高い期待値(好奇心とか興味とか萌えとか熱狂とかの一連の感情の)があるはずのものに実際接したのに、どうも心の深奥から予想していたそれが湧き上がって来ない感覚。
たぶんそれは夢見がちな人ほど多いのだと思う。そしてそれが「老い」を感じる第一歩だったりもする。


こういった感覚の極にあるのが「なからん」という歌で……ある意味衝撃的でした。
「我が心もはや 楽しきことなからん」
なんてこと、普通は怖くて書けない。
こんなすごいこと、よく書いたな、って聞くたびにびっくりしちゃう。
こういう感覚を拾い上げるミヤジの才能ってのはスゴイ。
でも、歳をとるというのはそういうところに向き合うところから始まるんだと、最近私も気づいてきた。
人間50歳にもなると、ある意味、一度ものすごく現実を見据えて(ミヤジの言葉を借りれば”落ちて”)からじゃないと、きちんと夢を見ることさえできなくなるのかもしれない。


オフィシャルの会報でもこの(ドライブ旅行の)話はしてて、「いいお休みが取れて念願のお城巡りに行けた」という楽し気なエピソードだと感じていたのですが、実はそう単純じゃなかったということがわかった、というのがこのインタビューの収穫でしたね。
小さなことだけれど、こういうちょっとした感覚を語ってくれると、見えてくるものが全然違う、と思いました。

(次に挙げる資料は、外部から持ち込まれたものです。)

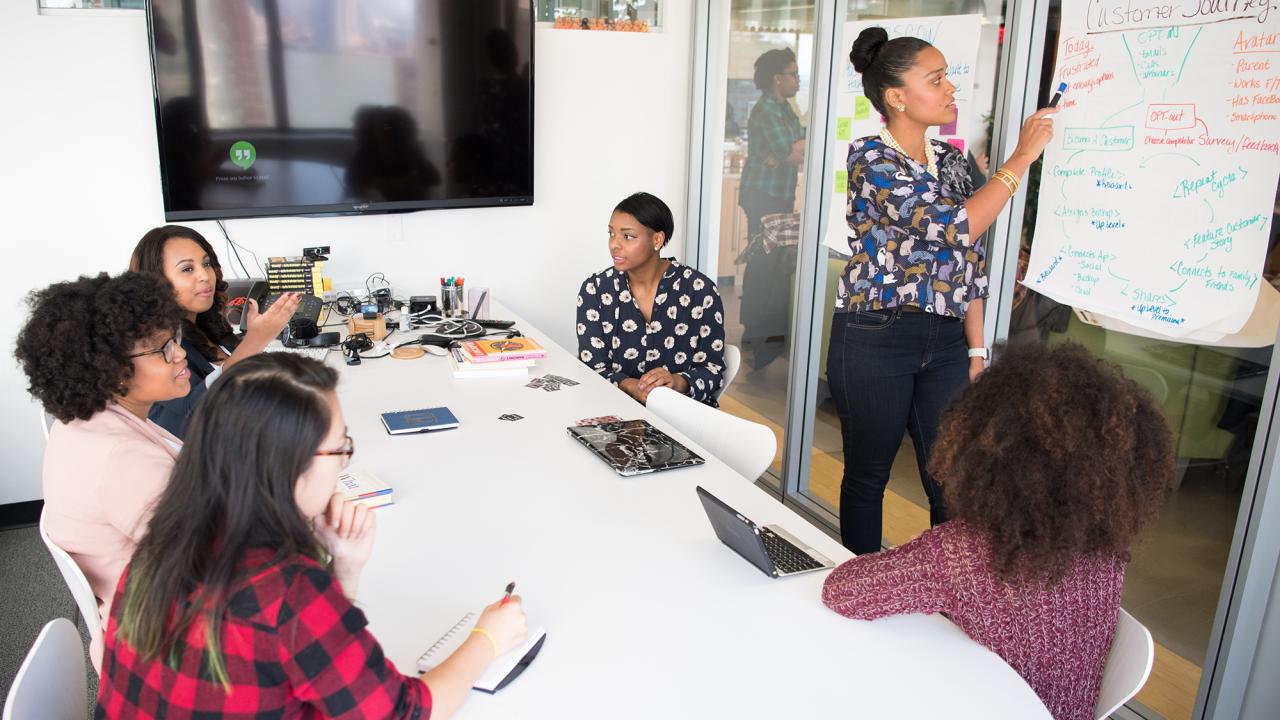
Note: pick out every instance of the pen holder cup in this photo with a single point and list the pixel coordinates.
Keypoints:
(452, 301)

そして、その少し寂しい不全感を抱えて帰ってきたミヤジの元に、明治さんからのCMタイアップ曲の依頼が来た、というのが実にグッドタイミングで。
創作をすることで(しかも依頼された仕事としての)、ミヤジが再びトキメキを取り戻していった様子がよくわかりました。
創作をする人間も、時には誰かに請われて(信頼され、期待されて)仕事を託されるということがどれだけ励みになるか、って話ですよ。
すごく嬉しかったのだろうな、と感じます。


明治さんといえば!ミヤジは「明治の板チョコが好きでよく食べるんですよ」って言ってたよ!!
ほら〜やっぱりねぇ。「板チョコ」ってのがイイよね。らしいw


【今日の言葉】


歌手だから、自分で曲を作って自分自身を取り戻すしかないもんねぇ。

(ミヤジの言葉。ロッキンオンジャパン7月号インタビューより。)


この一言はストンと腑に落ちるように私の心に響きました。
「やっぱそうか」と。
自分が自信を取り戻す方法なんか私だってとっくの昔から知ってる。
でも、どうしてもそこから逃げてしまって(それは自信がないから…なんですが。卵が先か鶏が先かみたいなね)私はいつになっても腹がくくれない。
でももうこんな年になって、今さら何を守ろうとしているのか?と、自分のちっさいプライドに辟易しているのです本当は。
私も自分を取り戻したい!と、この言葉で強烈に感じました。


ミヤジは自分の職業を言う時、いつも「歌手」っていう。(ミュージシャンとかアーティストとかではなく)
「歌を作って、歌う」ということが彼の基本だというのは、いろんな言動を聞いていてもすごく伝わってくる。シンプルで、潔くて、カッコいいなぁといつも思う。
それと同時に「稼ぐ」ということもよく言うので、浅はかな人は、「要するにカネか」と思うかもしれないけれど、ミヤジにとっての「稼ぐ」は、職業としての行為の評価、ということであり、その部分が逆転することはないと信じられる。そう信じられるほどの真摯なストイックさで「歌手」である彼を私たちはいつも目の当たりにしているから。